Le jeu. 1 févr. 2018 à 12:31, Atul Bisaria <atul.bisaria@ericsson.com> a
écrit :

> Hi Adrien,
>
> Thanks for your reply.
>
> I have also tried testing with UsageTrackingQueryCachingPolicy, but did
> not observe a significant change in both latency and throughput.
>
> Given that I have specific search requirements of no scoring and sorting
> the search results in a random order (reason for custom sort object), I
> have also explored writing a custom collector and could observe quite a
> difference in latency figures.
>
> Let me know if this custom collector code has any loopholes which I could
> be missing:
>
> class RandomOrderCollector extends SimpleCollector
> {
>         private int maxHitsRequired;
>         private int docBase;
>
>         private List<Integer> matches = new ArrayList<Integer>();
>
>         public RandomOrderCollector(int maxHitsRequired)
>         {
>                 this.maxHitsRequired = maxHitsRequired;
>         }
>
>         public boolean needsScores()
>         {
>                 return false;
>         }
>
>         @Override
>         public void collect(int doc) throws IOException
>         {
>                 matches.add(docBase + doc);
>         }
>
>         @Override
>         protected void doSetNextReader(LeafReaderContext context) throws
> IOException
>         {
>                 super.doSetNextReader(context);
>                 this.docBase = context.docBase;
>         }
>
>         public List<Integer> getHits()
>         {
>                 Collections.shuffle(matches);
>                 maxHitsRequired = Math.min(matches.size(),
> maxHitsRequired);
>
>                 return matches.subList(0, maxHitsRequired);
>         }
> }
>
> Best Regards,
> Atul Bisaria
>
> -----Original Message-----
> From: Adrien Grand [mailto:jpountz@gmail.com]
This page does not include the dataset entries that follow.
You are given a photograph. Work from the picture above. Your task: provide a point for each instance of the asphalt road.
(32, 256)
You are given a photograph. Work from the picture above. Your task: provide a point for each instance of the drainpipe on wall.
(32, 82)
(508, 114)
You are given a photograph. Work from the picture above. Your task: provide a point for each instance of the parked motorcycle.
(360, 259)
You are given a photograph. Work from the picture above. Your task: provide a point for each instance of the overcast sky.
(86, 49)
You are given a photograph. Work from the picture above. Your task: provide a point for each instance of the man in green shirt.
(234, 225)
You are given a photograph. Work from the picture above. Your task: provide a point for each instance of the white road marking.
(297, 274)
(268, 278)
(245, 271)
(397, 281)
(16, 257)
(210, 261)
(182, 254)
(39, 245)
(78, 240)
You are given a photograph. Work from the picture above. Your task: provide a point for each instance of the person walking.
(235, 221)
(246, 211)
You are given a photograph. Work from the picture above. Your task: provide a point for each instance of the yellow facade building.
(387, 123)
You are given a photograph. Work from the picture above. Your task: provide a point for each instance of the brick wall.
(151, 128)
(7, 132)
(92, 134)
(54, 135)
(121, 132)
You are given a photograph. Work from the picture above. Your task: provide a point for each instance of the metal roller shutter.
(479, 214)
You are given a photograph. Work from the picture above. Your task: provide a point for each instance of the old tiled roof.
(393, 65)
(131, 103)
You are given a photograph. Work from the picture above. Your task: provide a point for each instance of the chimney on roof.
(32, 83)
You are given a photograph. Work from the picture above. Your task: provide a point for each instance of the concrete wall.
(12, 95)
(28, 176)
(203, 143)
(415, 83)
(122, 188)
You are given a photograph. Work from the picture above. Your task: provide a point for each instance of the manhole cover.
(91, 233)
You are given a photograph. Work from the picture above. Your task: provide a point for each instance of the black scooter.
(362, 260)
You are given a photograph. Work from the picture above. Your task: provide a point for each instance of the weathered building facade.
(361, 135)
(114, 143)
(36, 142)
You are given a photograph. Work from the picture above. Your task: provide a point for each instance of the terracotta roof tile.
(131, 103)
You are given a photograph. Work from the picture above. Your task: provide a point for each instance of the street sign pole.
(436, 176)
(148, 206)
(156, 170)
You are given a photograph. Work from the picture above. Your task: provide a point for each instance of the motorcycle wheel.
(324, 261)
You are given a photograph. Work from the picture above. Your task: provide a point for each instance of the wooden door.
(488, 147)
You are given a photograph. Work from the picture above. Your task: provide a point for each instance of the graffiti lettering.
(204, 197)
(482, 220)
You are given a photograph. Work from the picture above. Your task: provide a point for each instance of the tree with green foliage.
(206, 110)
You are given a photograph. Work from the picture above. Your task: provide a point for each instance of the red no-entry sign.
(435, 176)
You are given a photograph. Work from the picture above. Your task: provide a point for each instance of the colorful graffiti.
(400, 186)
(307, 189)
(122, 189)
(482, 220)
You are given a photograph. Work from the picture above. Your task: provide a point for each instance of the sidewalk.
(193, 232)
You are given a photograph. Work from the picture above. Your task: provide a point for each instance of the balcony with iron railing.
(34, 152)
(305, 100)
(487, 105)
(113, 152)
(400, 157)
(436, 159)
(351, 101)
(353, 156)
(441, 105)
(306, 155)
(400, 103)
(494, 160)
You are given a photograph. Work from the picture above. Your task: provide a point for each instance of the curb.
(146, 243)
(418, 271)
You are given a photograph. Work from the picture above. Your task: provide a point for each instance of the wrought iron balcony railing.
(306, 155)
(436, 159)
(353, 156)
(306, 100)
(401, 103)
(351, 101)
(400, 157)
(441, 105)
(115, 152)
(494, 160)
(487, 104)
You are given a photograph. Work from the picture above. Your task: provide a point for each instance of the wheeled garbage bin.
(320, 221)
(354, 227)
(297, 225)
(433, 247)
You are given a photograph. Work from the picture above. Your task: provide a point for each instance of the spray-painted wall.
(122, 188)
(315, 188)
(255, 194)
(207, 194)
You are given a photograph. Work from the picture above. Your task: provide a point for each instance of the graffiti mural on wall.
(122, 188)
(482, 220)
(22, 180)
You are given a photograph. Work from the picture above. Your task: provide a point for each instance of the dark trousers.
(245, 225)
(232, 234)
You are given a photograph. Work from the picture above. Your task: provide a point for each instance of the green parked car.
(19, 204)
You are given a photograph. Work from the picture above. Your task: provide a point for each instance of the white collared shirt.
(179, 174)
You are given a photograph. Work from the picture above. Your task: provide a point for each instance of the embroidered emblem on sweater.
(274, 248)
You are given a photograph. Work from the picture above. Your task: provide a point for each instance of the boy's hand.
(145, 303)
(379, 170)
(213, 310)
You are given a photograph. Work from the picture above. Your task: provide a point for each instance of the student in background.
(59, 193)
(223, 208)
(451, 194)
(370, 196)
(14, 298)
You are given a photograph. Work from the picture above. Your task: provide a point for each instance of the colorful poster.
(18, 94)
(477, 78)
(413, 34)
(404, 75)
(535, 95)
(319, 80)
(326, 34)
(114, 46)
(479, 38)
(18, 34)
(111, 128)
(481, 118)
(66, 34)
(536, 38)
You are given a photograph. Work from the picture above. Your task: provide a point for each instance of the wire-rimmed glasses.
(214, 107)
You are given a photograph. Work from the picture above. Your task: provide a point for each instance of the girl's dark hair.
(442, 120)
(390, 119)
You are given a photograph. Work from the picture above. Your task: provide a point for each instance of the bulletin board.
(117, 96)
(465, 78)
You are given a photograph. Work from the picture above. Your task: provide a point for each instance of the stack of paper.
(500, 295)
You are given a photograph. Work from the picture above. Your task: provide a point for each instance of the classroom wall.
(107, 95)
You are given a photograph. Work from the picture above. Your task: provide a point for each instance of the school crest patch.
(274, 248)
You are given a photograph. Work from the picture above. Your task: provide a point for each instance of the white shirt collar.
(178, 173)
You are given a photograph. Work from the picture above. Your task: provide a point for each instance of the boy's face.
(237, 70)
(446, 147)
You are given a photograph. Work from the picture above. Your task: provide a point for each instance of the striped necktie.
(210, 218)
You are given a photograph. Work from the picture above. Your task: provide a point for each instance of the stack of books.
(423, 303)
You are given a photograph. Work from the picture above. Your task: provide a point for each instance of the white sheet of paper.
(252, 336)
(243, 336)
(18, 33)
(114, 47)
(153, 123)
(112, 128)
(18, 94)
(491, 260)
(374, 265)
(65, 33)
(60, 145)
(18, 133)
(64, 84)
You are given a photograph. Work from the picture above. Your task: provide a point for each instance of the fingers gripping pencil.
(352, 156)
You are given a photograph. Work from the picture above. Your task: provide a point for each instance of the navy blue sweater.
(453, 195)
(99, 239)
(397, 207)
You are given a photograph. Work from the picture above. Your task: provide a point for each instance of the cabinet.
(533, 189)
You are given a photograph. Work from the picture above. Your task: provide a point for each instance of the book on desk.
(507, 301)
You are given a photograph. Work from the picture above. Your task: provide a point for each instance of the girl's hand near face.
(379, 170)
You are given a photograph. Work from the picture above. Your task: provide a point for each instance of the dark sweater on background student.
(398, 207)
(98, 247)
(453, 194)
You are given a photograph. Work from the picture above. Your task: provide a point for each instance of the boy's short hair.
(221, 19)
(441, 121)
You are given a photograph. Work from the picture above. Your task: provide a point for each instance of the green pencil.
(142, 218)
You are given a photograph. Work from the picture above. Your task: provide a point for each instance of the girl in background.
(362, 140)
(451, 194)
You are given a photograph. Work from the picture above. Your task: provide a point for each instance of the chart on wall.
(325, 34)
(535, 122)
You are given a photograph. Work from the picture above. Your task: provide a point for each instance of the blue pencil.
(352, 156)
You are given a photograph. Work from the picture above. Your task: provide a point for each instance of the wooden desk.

> Sent: Wednesday, January 31, 2018 6:33 PM
> To: java-user@lucene.apache.org
> Subject: Re: Increase search performance
>
> Hi Atul,
>
>
> Le mar. 30 janv. 2018 à 16:24, Atul Bisaria <atul.bisaria@ericsson.com> a
> écrit :
>
> > 1.     Using ConstantScoreQuery so that scoring overhead is removed since
> > scoring is not required in my search use case. I also use a custom
> > Sort object which does not sort by score (see code below).
> >
>
> If you don't sort by score, then wrapping with a ConstantScoreQuery won't
> help as Lucene will figure out scores are not needed anyway.
>
>
> > 2.     Using query cache
> >
> >
> >
> > My understanding is that query cache would cache query results and
> > hence lead to significant increase in performance. Is this understanding
> correct?
> >
>
> It depends what you mean by performance. If you are optimizing for
> worst-case latency, then the query cache might make things worse due to the
> fact that caching a query requires to visit all matches, while query
> execution can sometimes just skip over non-interesting matches (eg. in
> conjunctions).
>
> However if you are looking at improving throughput, then usually the
> default policy of the query cache of caching queries that look reused
> usually helps.
>
>
> > I am using Lucene version 5.4.1 where query cache seems to be enabled
> > by default (https://issues.apache.org/jira/browse/LUCENE-6784), but I
> > am not able to see any significant change in search performance.
> >
>
>
>
>
> > Here is the code I am testing with:
> >
> >
> >
> > DirectoryReader reader = DirectoryReader.open(directory);      //using
> > MMapDirectory
> >
> > IndexSearcher searcher = new IndexSearcher(reader); //IndexReader and
> > IndexSearcher are created only once
> >
> > searcher.setQueryCachingPolicy(QueryCachingPolicy.ALWAYS_CACHE);
> >
>
> Don't do that, this will always cache all filters, which usually makes
> things slower for the reason mentioned above. I would rather advise that
> you use an instance of UsageTrackingQueryCachingPolicy.